The structural analysis of shark IgNAR antibodies reveals evolutionary principles of immunoglobulins.
Custom-tailored antibodies are regarded as promising weapons against serious illnesses. Since they can accurately recognize specific structures on the surface of viruses, bacteria or cancer cells, they are already being deployed successfully in cancer diagnostics and therapy, as well as against numerous other diseases. However, the stability of the sensitive antibodies is a decisive factor in every step, from production and storage to therapeutic application. By comparing the antibodies of sharks, which are very old from an evolutionary perspective, with those of humans, a team of researchers has discovered stabilizing mechanisms that can also be applied to optimize custom-tailored antibodies in humans.

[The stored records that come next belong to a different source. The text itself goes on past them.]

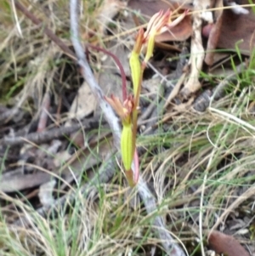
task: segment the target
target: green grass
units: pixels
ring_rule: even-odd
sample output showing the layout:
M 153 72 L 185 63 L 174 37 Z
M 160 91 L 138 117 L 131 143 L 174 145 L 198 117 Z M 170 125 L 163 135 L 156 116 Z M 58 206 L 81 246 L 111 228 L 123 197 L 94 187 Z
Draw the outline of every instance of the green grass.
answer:
M 93 5 L 100 3 L 91 3 L 88 14 Z M 56 17 L 50 20 L 58 35 L 66 40 L 67 1 L 61 1 L 60 6 L 57 9 L 53 4 Z M 12 9 L 7 1 L 0 3 L 2 7 L 6 12 L 4 25 L 0 20 L 0 35 L 6 41 L 0 43 L 1 101 L 10 105 L 20 104 L 35 114 L 47 86 L 50 86 L 55 102 L 61 91 L 58 86 L 77 88 L 76 65 L 66 60 L 42 30 L 34 29 L 20 14 L 18 16 L 25 39 L 13 31 L 8 33 L 6 26 L 14 29 Z M 37 14 L 41 9 L 38 3 L 31 6 Z M 88 25 L 94 24 L 94 18 L 82 17 L 82 30 L 89 31 Z M 111 151 L 111 139 L 105 138 L 106 130 L 100 127 L 84 133 L 87 149 L 69 166 L 72 173 L 81 172 L 81 175 L 71 185 L 60 182 L 53 195 L 55 200 L 65 196 L 65 200 L 54 213 L 42 217 L 35 209 L 40 205 L 39 200 L 26 199 L 26 192 L 0 192 L 0 254 L 140 256 L 155 251 L 155 255 L 166 255 L 152 225 L 154 217 L 160 215 L 167 231 L 186 247 L 189 255 L 201 255 L 197 241 L 203 239 L 207 245 L 207 231 L 255 181 L 254 110 L 251 106 L 254 102 L 254 55 L 252 50 L 247 67 L 237 75 L 237 80 L 229 82 L 225 95 L 212 101 L 205 112 L 176 111 L 167 121 L 166 131 L 139 136 L 141 174 L 157 200 L 156 212 L 148 215 L 135 189 L 128 187 L 119 159 Z M 204 72 L 201 78 L 213 87 L 224 79 L 226 71 L 236 71 L 238 63 L 244 60 L 236 44 L 235 57 L 218 68 L 220 75 Z M 38 98 L 31 100 L 35 91 Z M 61 115 L 64 118 L 66 113 Z M 160 123 L 159 128 L 164 124 Z M 103 139 L 92 144 L 97 136 Z M 71 139 L 69 143 L 67 150 L 78 150 Z M 43 147 L 42 151 L 45 151 Z M 65 164 L 61 156 L 54 157 L 61 162 L 60 168 Z M 100 183 L 98 171 L 110 160 L 116 174 L 109 182 Z M 1 173 L 5 165 L 6 156 L 3 156 Z M 60 177 L 60 180 L 63 179 Z M 85 190 L 91 180 L 94 184 Z M 69 200 L 71 196 L 75 200 Z M 254 197 L 251 196 L 238 203 L 231 214 L 250 220 L 255 213 L 253 203 Z M 26 218 L 27 227 L 14 225 L 19 216 Z M 223 219 L 218 227 L 227 225 L 227 220 Z M 246 242 L 254 236 L 252 223 L 247 230 Z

The researchers chose the IgNAR (immunoglobulin new antigen receptor) shark antibody for their investigations. They crystallized parts of the antibody and determined their atomic structures using X-ray crystallography, comparing the segments with previously known structures of other immunoglobulins. For other antibody segments, they analyzed the structures using NMR spectroscopy. The researchers compared the structures and spatial distances with the results of X-ray diffraction measurements of natural shark antibody molecules to construct a comprehensive model of the IgNAR antibody.
An examination of the protein’s structure revealed that the Ig folding typical for antibodies had already developed over 500 million years ago, since it is also present in sharks. The researchers identified that the source of the of shark antibody stability results from an additional salt bridge between structurally important amino acid chains and a particularly large non-polar nucleus of the Ig fold in shark antibodies.

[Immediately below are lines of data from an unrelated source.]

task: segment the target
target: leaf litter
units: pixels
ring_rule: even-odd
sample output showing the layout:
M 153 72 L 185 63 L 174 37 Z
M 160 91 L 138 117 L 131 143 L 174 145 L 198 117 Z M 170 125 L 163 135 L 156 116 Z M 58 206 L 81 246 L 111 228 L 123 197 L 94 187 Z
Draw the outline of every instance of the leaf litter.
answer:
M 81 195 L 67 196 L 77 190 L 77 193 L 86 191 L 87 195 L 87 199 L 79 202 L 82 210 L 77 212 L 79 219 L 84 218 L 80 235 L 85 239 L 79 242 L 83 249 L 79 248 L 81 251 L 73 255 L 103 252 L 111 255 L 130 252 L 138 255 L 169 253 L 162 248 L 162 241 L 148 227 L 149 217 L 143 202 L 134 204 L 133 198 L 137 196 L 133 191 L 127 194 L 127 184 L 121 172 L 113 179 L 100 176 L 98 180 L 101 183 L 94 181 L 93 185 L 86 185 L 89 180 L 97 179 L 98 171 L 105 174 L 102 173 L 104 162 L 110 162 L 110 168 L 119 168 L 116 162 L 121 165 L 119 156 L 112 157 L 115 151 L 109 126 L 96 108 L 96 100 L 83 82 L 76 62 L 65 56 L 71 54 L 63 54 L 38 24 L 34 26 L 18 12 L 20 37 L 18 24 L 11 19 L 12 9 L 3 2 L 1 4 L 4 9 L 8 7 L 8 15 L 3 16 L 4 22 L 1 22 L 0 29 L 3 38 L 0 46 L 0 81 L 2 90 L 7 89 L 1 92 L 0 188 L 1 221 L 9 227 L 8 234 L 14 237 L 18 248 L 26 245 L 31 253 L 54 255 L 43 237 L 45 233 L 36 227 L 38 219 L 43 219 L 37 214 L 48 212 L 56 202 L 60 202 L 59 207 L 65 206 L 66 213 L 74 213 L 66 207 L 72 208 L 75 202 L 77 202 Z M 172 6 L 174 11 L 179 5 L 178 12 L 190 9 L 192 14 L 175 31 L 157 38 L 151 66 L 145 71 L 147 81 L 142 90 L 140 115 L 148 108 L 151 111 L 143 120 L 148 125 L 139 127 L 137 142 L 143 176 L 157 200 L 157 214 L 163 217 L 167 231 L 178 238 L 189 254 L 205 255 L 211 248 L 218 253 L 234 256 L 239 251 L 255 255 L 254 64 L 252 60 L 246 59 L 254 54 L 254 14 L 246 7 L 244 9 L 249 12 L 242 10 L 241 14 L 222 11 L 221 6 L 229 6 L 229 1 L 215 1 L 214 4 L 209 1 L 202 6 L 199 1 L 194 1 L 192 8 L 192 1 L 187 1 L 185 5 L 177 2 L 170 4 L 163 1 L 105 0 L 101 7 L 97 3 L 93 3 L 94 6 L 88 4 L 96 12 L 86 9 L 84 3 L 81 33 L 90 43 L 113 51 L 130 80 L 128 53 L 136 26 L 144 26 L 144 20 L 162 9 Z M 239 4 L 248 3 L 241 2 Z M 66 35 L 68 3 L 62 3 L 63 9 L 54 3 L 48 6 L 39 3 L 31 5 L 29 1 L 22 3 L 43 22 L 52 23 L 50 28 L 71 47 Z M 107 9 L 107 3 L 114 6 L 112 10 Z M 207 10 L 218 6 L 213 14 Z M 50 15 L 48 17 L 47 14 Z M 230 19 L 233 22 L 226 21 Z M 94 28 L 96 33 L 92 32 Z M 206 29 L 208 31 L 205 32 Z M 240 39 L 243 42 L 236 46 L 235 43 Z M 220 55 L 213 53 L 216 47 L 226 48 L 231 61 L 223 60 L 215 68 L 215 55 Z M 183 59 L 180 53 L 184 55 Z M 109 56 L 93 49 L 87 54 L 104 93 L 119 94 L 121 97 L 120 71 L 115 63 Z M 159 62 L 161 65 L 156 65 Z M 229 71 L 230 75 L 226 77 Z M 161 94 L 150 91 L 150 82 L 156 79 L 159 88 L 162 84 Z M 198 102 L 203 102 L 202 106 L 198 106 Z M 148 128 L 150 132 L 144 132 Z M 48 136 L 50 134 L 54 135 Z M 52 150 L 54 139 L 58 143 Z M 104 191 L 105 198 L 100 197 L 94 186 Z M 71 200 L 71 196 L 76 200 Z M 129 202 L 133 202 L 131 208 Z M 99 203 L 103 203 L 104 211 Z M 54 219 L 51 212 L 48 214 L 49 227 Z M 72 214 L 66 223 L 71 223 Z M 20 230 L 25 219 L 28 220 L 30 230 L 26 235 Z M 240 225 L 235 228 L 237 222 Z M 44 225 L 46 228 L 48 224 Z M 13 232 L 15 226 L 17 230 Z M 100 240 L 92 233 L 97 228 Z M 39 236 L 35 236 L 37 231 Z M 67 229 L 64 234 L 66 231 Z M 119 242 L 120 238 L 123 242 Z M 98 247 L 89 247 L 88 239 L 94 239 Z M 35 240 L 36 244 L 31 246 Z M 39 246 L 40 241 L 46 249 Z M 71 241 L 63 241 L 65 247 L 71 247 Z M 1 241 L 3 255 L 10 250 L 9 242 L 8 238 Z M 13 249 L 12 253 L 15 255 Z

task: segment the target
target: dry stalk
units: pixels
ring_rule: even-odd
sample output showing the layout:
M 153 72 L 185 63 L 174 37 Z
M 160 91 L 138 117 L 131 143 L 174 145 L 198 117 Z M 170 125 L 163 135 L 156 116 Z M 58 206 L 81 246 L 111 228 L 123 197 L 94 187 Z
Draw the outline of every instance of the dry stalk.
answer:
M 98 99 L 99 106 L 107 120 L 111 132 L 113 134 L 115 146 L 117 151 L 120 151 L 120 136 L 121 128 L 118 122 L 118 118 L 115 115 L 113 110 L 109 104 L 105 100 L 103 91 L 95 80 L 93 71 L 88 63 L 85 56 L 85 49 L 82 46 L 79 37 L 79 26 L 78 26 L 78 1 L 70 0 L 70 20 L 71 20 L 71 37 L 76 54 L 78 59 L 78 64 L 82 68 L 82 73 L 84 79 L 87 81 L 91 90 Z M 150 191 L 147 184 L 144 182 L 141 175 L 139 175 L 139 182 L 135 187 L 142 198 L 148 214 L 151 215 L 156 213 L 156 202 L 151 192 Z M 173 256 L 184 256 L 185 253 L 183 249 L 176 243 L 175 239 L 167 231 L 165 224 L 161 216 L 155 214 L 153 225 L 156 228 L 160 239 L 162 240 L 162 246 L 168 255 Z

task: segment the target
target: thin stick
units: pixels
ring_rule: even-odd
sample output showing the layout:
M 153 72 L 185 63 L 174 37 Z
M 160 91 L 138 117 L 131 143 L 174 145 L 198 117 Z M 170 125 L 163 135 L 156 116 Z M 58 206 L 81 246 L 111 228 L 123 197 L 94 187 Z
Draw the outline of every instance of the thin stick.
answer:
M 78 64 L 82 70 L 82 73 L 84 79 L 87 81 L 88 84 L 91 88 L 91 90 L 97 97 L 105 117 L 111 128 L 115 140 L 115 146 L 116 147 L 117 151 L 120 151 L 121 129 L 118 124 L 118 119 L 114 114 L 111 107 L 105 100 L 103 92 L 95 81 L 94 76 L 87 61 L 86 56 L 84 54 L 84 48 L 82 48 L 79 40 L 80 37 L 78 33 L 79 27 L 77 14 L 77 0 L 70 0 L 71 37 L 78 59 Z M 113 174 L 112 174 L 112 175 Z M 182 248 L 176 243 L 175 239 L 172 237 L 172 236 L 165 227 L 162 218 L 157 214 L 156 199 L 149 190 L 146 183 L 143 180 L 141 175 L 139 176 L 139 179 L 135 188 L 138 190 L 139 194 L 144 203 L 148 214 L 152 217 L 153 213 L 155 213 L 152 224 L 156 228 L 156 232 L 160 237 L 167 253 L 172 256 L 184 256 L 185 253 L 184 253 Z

The researchers then integrated both stabilizing principles into human antibodies. They found that the combination of both principles led to a significant increase of stability of the human antibody fragments, which revealed that altered antibodies were produced in larger quantities. In the future, it is expected that researchers with this insight will enable the development of improved therapeutic and diagnostic antibodies. According to the results, the antibodies should become easier to fabricate and store, as well as remain active longer inside the human organism, allowing them to expand their full therapeutic potential.
The research was headed by Matthias J. Feige, PhD, and the professors Linda Hendershot of St. Jude Children’s Research Hospital in Memphis, TN; Michael Sattler, chair of bimolecular NMR spectroscopy at TU Muenchen and the Institute for Structural Biology at the Helmholtz Zentrum Muenchen; Michael Groll, chair of biochemistry at TU Muenchen; and Johannes Buchner, chair of biotechnology at TU Muenchen.